Stagnant economic growth, flagging demand for crude oil, and an increase in alternative supply sources such as US shale gas have led to a growing mismatch between supply and demand in global energy markets. These factors have been accentuated by both geopolitical instability and OPEC’s decision not to cut output, resulting in a free-fall in the price of oil. Prices last week hit a 6-year low and WTI crude closed at USD 52.21 at time of writing (February 4, 2015). Though cheap oil has the potential to fuel greater economic growth in some corners of the world, it could have profoundly destabilizing effects in others. In this five part series, examines how cheap oil is a threat to certain regimes and economies, even the global order itself. Part three focuses on Russia.

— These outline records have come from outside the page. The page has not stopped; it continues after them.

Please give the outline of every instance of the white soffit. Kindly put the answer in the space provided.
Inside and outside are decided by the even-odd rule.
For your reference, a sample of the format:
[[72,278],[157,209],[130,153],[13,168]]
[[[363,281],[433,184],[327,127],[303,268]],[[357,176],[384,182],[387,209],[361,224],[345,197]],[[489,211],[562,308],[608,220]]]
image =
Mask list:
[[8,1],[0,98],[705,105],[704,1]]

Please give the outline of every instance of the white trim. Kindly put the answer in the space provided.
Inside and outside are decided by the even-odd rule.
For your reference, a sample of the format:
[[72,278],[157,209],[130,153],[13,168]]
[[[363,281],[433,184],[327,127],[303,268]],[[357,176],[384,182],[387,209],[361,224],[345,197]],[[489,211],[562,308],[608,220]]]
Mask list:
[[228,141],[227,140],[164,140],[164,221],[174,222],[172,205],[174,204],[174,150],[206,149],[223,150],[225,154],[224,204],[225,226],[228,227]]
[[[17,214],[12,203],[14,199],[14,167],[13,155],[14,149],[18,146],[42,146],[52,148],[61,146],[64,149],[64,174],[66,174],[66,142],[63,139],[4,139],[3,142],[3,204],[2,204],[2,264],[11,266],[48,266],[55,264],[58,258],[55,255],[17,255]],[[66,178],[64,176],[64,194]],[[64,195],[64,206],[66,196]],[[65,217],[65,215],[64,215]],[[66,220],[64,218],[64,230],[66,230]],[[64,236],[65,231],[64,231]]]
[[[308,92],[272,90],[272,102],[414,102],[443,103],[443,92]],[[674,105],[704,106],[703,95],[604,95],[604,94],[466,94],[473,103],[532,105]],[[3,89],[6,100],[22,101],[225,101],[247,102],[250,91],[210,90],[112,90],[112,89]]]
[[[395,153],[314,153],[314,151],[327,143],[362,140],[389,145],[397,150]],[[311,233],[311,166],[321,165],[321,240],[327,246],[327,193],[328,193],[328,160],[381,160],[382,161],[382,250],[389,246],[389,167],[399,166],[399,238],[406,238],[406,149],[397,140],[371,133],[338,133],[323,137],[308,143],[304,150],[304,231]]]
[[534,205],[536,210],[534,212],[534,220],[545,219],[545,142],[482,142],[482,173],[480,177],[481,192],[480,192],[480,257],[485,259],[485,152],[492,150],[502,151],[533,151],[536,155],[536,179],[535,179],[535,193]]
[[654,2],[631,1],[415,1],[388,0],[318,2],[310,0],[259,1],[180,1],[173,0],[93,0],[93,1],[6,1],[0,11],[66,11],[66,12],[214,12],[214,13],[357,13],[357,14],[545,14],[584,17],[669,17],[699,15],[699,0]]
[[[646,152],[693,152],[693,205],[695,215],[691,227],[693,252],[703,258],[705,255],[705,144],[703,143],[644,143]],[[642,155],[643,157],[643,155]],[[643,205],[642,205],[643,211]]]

Russia’s petroleum industry is worth about USD 425 billion a year and the country was arguably the world’s largest producer of crude oil in 2014. Last year, Russia produced an average of 10.58 million barrels of oil per day, a post-Soviet record. Oil, gas, and petroleum products represent 50% of the country’s budget revenues, and they account for 10% of its total GDP. By some estimates, Russia is also the world’s largest energy exporter. Energy exports represent 70% of the country’s total exports.

Russia’s oil sector is controlled by a small group of companies. These companies include: Rosneft, which accounts for more than 40% of Russian oil production; Lukoil, which holds 10 trillion barrels in proven reserves; and Gazprom, which owns the world’s largest natural gas reserves and is also involved in oil production and financing.